SUPPLEMENTAL INDENTURE DELIVERED BY J. CREW GROUP, INC. AND EACH OF J. CREWOPERATING CORP., J. CREW INC., GRACE HOLMES, INC., H. F. D. NO. 55, INC., J. CREW VIRGINIA, INC., MADEWELL INC., AND J. CREW INTERNATIONAL, INC. (THE GUARANTORS)

EX-4.2 5 dex42.htm SUPPLEMENTAL INDENTURE DATED AS OF MARCH 7, 2011 Supplemental Indenture dated as of March 7, 2011

Exhibit 4.2

SUPPLEMENTAL INDENTURE

DELIVERED BY J. CREW GROUP, INC. AND EACH OF J. CREW OPERATING CORP., J.

CREW INC., GRACE HOLMES, INC., H. F. D. NO. 55, INC., J. CREW VIRGINIA, INC.,

MADEWELL INC., AND J. CREW INTERNATIONAL, INC. (THE “GUARANTORS”)

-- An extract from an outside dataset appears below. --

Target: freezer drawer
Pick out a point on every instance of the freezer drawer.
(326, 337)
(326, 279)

Supplemental Indenture (this “Supplemental Indenture”), dated as of March 7, 2011 among J. Crew Group, Inc., a Delaware corporation (the “Issuer”), the Guarantors and Wells Fargo Bank, National Association, as trustee (the “Trustee”).

W I T N E S S E T H

WHEREAS, Chinos Acquisition Corporation (“Chinos”) has heretofore executed and delivered to the Trustee a Senior Notes Indenture (the “Indenture”), dated as of March 7, 2011, providing for the issuance of an unlimited aggregate principal amount of 8.125% Senior Notes due 2019 (the “Notes”);

WHEREAS, the Notes are being issued and sold in connection with the merger of Chinos with and into the Issuer (the “Merger”), whereby, upon consummation of the Merger, the Issuer will continue as the surviving corporation.

WHEREAS, upon consummation of the Merger, and simultaneously with the execution of the Indenture, the Issuer, the Guarantors and the Trustee will have entered into this Supplemental Indenture, under which the Issuer and the Guarantors will have become party to the Indenture.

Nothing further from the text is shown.